Cette étude a été menée pendant cinq ans, à partir de 1998, par quatre chercheuses (en langues, linguistique et traduction) de l’Université Laval, dans des classes du secondaire de la région de Québec. Le contexte de la recherche était la nécessité ressentie d’intégrer les TIC dans les écoles québécoises et le lancement d’expériences concrètes (projet PROTIC en 1995) qu’il fallait évaluer précisément. Il s’agissait aussi de préciser/vérifier un certain nombre d’hypothèses formulées par des recherches antérieures.

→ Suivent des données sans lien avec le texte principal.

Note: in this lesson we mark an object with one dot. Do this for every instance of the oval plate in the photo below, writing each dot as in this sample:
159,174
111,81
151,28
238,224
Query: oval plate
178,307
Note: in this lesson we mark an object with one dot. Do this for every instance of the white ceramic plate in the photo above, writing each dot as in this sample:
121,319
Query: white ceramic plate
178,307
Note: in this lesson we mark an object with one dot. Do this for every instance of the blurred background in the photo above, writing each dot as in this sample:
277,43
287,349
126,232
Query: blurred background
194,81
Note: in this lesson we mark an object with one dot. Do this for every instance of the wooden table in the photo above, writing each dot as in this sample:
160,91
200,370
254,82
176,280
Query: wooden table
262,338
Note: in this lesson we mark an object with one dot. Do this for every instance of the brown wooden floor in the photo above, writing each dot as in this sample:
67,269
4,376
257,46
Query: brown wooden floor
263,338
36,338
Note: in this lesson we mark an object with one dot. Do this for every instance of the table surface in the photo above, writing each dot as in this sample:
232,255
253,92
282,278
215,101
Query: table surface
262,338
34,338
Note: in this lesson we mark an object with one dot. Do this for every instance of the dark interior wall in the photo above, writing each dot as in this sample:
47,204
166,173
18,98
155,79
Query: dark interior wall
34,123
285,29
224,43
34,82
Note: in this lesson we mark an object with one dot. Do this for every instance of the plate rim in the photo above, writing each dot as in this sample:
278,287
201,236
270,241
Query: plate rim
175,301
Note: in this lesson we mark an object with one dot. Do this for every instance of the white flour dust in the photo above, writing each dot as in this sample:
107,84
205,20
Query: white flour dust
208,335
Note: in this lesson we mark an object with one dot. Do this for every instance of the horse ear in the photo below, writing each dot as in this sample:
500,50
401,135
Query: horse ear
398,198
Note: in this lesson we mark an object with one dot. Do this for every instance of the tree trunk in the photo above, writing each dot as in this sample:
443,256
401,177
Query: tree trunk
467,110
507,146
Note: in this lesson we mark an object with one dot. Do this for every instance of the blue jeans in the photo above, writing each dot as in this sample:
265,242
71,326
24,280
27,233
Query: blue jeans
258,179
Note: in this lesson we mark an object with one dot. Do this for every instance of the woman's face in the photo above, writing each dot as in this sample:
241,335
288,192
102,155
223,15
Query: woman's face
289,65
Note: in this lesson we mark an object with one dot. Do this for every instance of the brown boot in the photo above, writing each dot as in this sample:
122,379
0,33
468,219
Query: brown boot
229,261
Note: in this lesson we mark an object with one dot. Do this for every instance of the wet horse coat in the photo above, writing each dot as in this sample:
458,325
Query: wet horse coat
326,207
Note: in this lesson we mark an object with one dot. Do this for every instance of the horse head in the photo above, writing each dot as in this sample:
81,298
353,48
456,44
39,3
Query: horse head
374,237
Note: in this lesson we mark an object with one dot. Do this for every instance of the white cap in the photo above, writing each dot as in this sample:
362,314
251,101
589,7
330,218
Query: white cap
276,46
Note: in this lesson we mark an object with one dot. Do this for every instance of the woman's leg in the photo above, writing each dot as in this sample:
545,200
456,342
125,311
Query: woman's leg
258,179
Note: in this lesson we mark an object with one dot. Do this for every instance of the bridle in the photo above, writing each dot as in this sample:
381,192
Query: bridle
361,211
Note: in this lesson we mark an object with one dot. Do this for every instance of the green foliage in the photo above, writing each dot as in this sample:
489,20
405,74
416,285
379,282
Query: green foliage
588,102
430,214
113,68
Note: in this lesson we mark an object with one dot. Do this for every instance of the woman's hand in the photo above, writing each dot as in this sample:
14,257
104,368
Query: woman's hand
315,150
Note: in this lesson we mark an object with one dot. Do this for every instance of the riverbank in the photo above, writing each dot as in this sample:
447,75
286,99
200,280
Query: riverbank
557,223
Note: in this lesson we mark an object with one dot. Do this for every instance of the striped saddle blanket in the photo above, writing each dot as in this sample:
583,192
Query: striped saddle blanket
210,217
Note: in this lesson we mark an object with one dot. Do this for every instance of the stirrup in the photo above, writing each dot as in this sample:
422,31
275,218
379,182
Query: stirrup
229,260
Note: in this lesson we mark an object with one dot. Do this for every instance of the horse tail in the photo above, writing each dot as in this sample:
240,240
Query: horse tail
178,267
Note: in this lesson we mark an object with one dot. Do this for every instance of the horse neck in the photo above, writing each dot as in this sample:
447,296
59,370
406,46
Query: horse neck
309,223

Les auteures se sont donc placées délibérément dans une démarche de recherche et pas dans l’injonction quasi miraculeuse à développer les TIC comme une sorte de Graal pédagogique : « Quoique l’avènement des TIC ait été perçu comme un moyen de révolutionner l’enseignement, des recherches plus récentes reconnaissent que l’entreprise est beaucoup plus complexe qu’on ne le croyait initialement et que celle-ci doit tenir compte de divers facteurs dont les ressources représentées par les outils TIC, les croyances pédagogiques et les compétences en TIC des enseignants ainsi que le contexte institutionnel… » (p. 18). Pour tenir compte de ces différentes interactions, elles ont inscrit leur étude dans le cadre de la théorie de l’activité et du modèle d’Engeström, qui s’avère particulièrement pertinent pour prendre en compte le rôle du contexte scolaire et les interactions entre les différentes composantes de l’activité dans l’introduction d’outils comme les TIC. En simplifiant, on pourrait dire que l’activité (dans notre cas l’apprentissage) est une structure individuelle reliant un sujet (le professeur, l’élève) à un objet (but à atteindre, tâche à accomplir, connaissance ou compétence à acquérir…) par la médiation d’outils matériels (par exemple des crayons et des papiers, un tableau, un manuel, des fiches, les TIC) et symboliques(la langue, les discours, les valeurs…). Mais cette activité est aussi sociale et historique, facilitée ou limitée par la médiation d’une communauté (la classe, l’équipe pédagogique, l’établissement scolaire, l’Éducation nationale…), dont les comportements et les actions sont guidés par des règles (au sens de règles, mais aussi de conventions, de représentations, d’attentes…) et sont liés à une division du travail (distribution des tâches, conception des rôles) au sein de la communauté. Bref il y a un système d’interactions réciproques, qui évolue constamment et est défini par Engeström comme un « appareil à dérangement et à innovation potentiels » (p. 17-18). On trouvera des présentations plus détaillées de ce modèle ici :

http://tecfa.unige.ch/guides/tie/pdf/files/innovation.pdf

et là :

http://activites.pedagogies.net/index.html

Trois thèmes ont donc été étudiés, dans le cadre de l’apprentissage du français et de l’anglais : la description du déroulement de l’intégration des TIC dans l’école secondaire ; le rôle des TIC sur la motivation et les attitudes envers l’apprentissage ; le lien entre l’utilisation des TIC et la qualité des produits d’écriture. Les élèves observés (groupes de 25 à 30 élèves) ont été exposés à l’un ou l’autre des quatre contextes ou conditions d’apprentissage suivants : une classe où l’on recourt à l’approche pédagogique par projet (APP) et où chaque élève est muni d’un ordinateur portable branché en réseau et a un accès Internet à la maison ; une classe sans APP où les élèves suivent un cours d’informatique au laboratoire d’informatique ; une classe où les élèves n’ont pas accès aux TIC et où ils suivent une APP ; une classe sans TIC ni APP.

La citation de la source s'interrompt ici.